March and April brings seasonal change and festivals. The annual vernal equinox or Spring begins early on Thursday March 19. Notice that sunrise and sunset occur directly east and west. Afterwards, days will become longer and nights will become shorter.
Passover & Easter
The Full Pink Moon on Tuesday April 7, is not only the biggest and brightest, but will also begin a historical festival at sunset which began according to Exodus Chapter 12 about 3470 years ago! Modern Israelites and Christians celebrate Passover, which is a festival of deliverance and sacrifice.
While naturalistic cultures await an extraterrestrial to visit Earth, the scriptures record a visitor known as Emmanuel (one reason for modern Christmas). All four biblical Gospels record His arrival and departure and a 33 year period of historical monumental proportions!

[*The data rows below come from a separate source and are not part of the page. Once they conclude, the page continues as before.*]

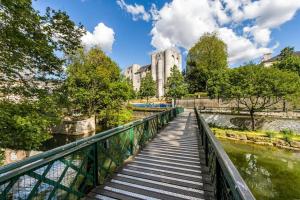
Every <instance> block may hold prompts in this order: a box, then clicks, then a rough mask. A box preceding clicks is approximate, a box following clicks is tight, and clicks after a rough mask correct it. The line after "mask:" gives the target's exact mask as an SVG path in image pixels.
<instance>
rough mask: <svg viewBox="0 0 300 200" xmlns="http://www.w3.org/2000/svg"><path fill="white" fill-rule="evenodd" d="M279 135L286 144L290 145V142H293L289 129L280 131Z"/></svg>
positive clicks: (282, 129) (291, 130) (292, 134)
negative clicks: (288, 143) (282, 137)
mask: <svg viewBox="0 0 300 200" xmlns="http://www.w3.org/2000/svg"><path fill="white" fill-rule="evenodd" d="M280 133H281V134H283V139H284V140H285V141H286V142H288V143H290V142H292V141H293V136H294V133H293V131H292V130H290V129H282V130H281V131H280Z"/></svg>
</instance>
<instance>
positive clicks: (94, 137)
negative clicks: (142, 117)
mask: <svg viewBox="0 0 300 200" xmlns="http://www.w3.org/2000/svg"><path fill="white" fill-rule="evenodd" d="M182 111H183V110H182V108H173V109H169V110H166V111H164V112H160V113H156V114H153V115H151V116H149V117H146V118H144V119H140V120H136V121H133V122H131V123H128V124H125V125H122V126H119V127H116V128H113V129H110V130H107V131H104V132H101V133H98V134H96V135H94V136H91V137H88V138H84V139H81V140H78V141H75V142H72V143H70V144H66V145H64V146H61V147H58V148H55V149H52V150H49V151H46V152H43V153H41V154H38V155H35V156H32V157H29V158H27V159H25V160H22V161H19V162H15V163H12V164H9V165H6V166H3V167H0V199H34V198H36V197H40V196H39V195H40V194H39V193H41V195H45V193H46V194H48V199H52V198H53V197H54V196H57V195H58V193H59V195H60V196H59V198H60V199H70V198H71V199H73V198H75V199H78V198H81V197H83V196H84V194H85V192H87V191H89V190H90V189H91V188H93V187H95V186H96V185H99V184H102V183H103V182H104V180H105V179H106V178H108V177H109V176H110V175H111V174H112V173H113V172H114V171H115V170H117V168H118V167H121V166H122V165H123V162H124V161H125V160H126V159H127V158H128V157H129V156H132V155H135V154H136V153H137V152H138V151H139V150H140V149H141V148H142V147H143V146H144V145H145V144H146V143H147V142H148V141H149V140H151V139H152V138H153V137H154V136H155V135H156V133H157V132H158V131H159V129H161V128H162V127H163V126H164V125H166V124H167V123H168V122H169V121H170V120H172V119H173V118H174V117H176V115H177V114H178V113H180V112H182ZM51 176H52V177H51ZM100 179H101V180H100ZM43 184H44V185H43ZM45 184H46V185H47V184H48V186H47V187H48V188H47V187H46V188H45ZM68 184H69V185H68ZM66 185H68V186H66ZM29 188H30V189H31V190H30V189H29ZM41 190H42V191H41ZM48 190H49V191H48ZM61 191H62V192H61ZM63 195H65V196H63Z"/></svg>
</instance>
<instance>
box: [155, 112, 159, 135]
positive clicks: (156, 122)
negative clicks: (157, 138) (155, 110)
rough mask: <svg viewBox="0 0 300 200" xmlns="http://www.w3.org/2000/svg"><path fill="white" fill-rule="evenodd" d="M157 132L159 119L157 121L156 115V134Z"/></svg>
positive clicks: (158, 125)
mask: <svg viewBox="0 0 300 200" xmlns="http://www.w3.org/2000/svg"><path fill="white" fill-rule="evenodd" d="M158 131H159V119H158V115H156V133H158Z"/></svg>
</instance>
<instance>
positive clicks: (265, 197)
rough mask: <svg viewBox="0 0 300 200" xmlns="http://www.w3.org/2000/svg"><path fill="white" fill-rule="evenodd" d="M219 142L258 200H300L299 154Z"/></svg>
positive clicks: (255, 196)
mask: <svg viewBox="0 0 300 200" xmlns="http://www.w3.org/2000/svg"><path fill="white" fill-rule="evenodd" d="M220 142H221V144H222V146H223V148H224V149H225V151H226V153H227V154H228V156H229V158H230V160H231V161H232V162H233V164H234V165H235V166H236V168H237V169H238V171H239V173H240V174H241V176H242V177H243V179H244V180H245V182H246V183H247V185H248V187H249V188H250V190H251V191H252V193H253V195H254V196H255V198H256V199H258V200H261V199H267V200H283V199H284V200H295V199H299V197H300V190H299V187H300V168H299V166H300V152H298V151H291V150H285V149H280V148H276V147H273V146H263V145H257V144H253V143H246V142H242V141H234V140H227V139H220Z"/></svg>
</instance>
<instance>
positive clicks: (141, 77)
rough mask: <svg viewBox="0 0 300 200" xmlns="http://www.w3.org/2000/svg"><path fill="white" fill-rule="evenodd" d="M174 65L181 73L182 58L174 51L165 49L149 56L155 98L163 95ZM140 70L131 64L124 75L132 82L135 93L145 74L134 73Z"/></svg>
mask: <svg viewBox="0 0 300 200" xmlns="http://www.w3.org/2000/svg"><path fill="white" fill-rule="evenodd" d="M174 65H176V66H177V67H178V68H179V70H180V71H182V58H181V54H180V53H179V52H178V51H177V50H176V49H167V50H165V51H160V52H156V53H153V54H151V74H152V78H153V80H154V81H156V84H157V85H156V86H157V92H156V96H157V97H163V96H164V95H165V88H164V87H165V84H166V83H167V79H168V77H170V75H171V69H172V68H173V66H174ZM140 68H141V66H140V65H138V64H133V65H132V66H130V67H128V68H127V69H126V70H125V72H124V74H125V76H126V77H129V78H130V79H131V80H132V82H133V87H134V89H135V90H136V91H138V90H139V88H140V85H141V78H142V77H144V76H145V74H146V73H136V72H137V71H138V70H139V69H140Z"/></svg>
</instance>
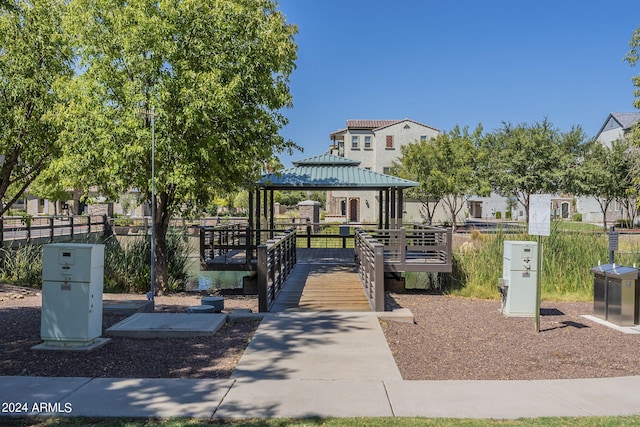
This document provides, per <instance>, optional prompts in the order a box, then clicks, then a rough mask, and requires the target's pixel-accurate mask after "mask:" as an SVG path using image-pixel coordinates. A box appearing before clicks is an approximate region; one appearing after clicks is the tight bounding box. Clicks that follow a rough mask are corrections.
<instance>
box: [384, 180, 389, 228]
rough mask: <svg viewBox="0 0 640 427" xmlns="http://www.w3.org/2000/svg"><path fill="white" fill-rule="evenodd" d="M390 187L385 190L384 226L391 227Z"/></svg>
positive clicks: (384, 199) (384, 190)
mask: <svg viewBox="0 0 640 427" xmlns="http://www.w3.org/2000/svg"><path fill="white" fill-rule="evenodd" d="M389 209H390V206H389V189H388V188H387V189H386V190H384V228H385V229H387V230H388V229H389Z"/></svg>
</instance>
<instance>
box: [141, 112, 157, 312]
mask: <svg viewBox="0 0 640 427" xmlns="http://www.w3.org/2000/svg"><path fill="white" fill-rule="evenodd" d="M142 114H144V115H146V116H148V117H149V118H150V120H151V286H150V290H149V292H147V299H148V300H149V301H151V302H152V303H153V302H154V299H155V294H156V290H155V287H156V256H155V255H156V254H155V252H156V109H155V107H154V108H152V109H151V111H149V110H144V111H143V112H142Z"/></svg>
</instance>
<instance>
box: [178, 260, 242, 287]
mask: <svg viewBox="0 0 640 427" xmlns="http://www.w3.org/2000/svg"><path fill="white" fill-rule="evenodd" d="M188 269H189V277H190V280H189V290H192V291H206V290H208V289H242V277H244V276H246V275H248V274H249V272H247V271H200V259H199V257H197V256H195V257H194V256H190V257H189V260H188Z"/></svg>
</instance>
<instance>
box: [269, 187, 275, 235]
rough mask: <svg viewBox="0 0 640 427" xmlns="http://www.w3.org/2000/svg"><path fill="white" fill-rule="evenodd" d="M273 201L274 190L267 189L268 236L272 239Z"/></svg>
mask: <svg viewBox="0 0 640 427" xmlns="http://www.w3.org/2000/svg"><path fill="white" fill-rule="evenodd" d="M274 211H275V201H274V191H273V190H269V230H270V231H269V238H270V239H273V230H274V229H275V216H276V213H275V212H274Z"/></svg>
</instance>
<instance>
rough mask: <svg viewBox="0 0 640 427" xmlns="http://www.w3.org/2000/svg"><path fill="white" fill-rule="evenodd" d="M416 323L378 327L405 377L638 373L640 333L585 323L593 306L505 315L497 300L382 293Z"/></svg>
mask: <svg viewBox="0 0 640 427" xmlns="http://www.w3.org/2000/svg"><path fill="white" fill-rule="evenodd" d="M388 299H390V300H391V301H390V302H391V303H393V304H396V305H399V306H402V307H406V308H409V309H410V310H411V311H412V312H413V314H414V315H415V319H416V323H415V324H411V323H399V322H382V324H383V330H384V331H385V335H386V336H387V342H388V343H389V347H390V348H391V351H392V352H393V355H394V357H395V359H396V362H397V364H398V368H399V369H400V372H401V373H402V377H403V378H404V379H406V380H539V379H562V378H596V377H617V376H630V375H640V363H638V349H640V335H628V334H624V333H622V332H619V331H616V330H614V329H611V328H608V327H606V326H603V325H600V324H597V323H595V322H593V321H591V320H588V319H586V318H584V317H582V315H587V314H593V304H592V303H572V302H543V303H542V304H541V314H542V315H541V317H540V332H536V327H535V320H534V318H532V317H530V318H515V317H505V316H503V315H502V314H501V313H500V302H499V301H485V300H471V299H462V298H454V297H447V296H437V295H426V294H392V295H388Z"/></svg>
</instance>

Then the unbelievable occurred when Emmanuel fulfilled the Exodus Passover on a Friday of Crucifixion. Our Messiah, Christ Jesus (the Anointed One) gave up His spirit (died) and then rose again (was resurrected) three days later. Modern sanctimonious terminology is “Good Friday” and “Easter.” Forty days later, He left Earth and returned to Heaven-above, in front of witnesses according to Acts Chapter 1.
Which Is More Unbelievable?
So this writer asks, which is more unbelievable: Our Creator produced all reality, or millions and billions of years of evolution from atoms and humans, for what? A clue: when America was discovered, most explorers acknowledged our Creator and Nature as His handiwork.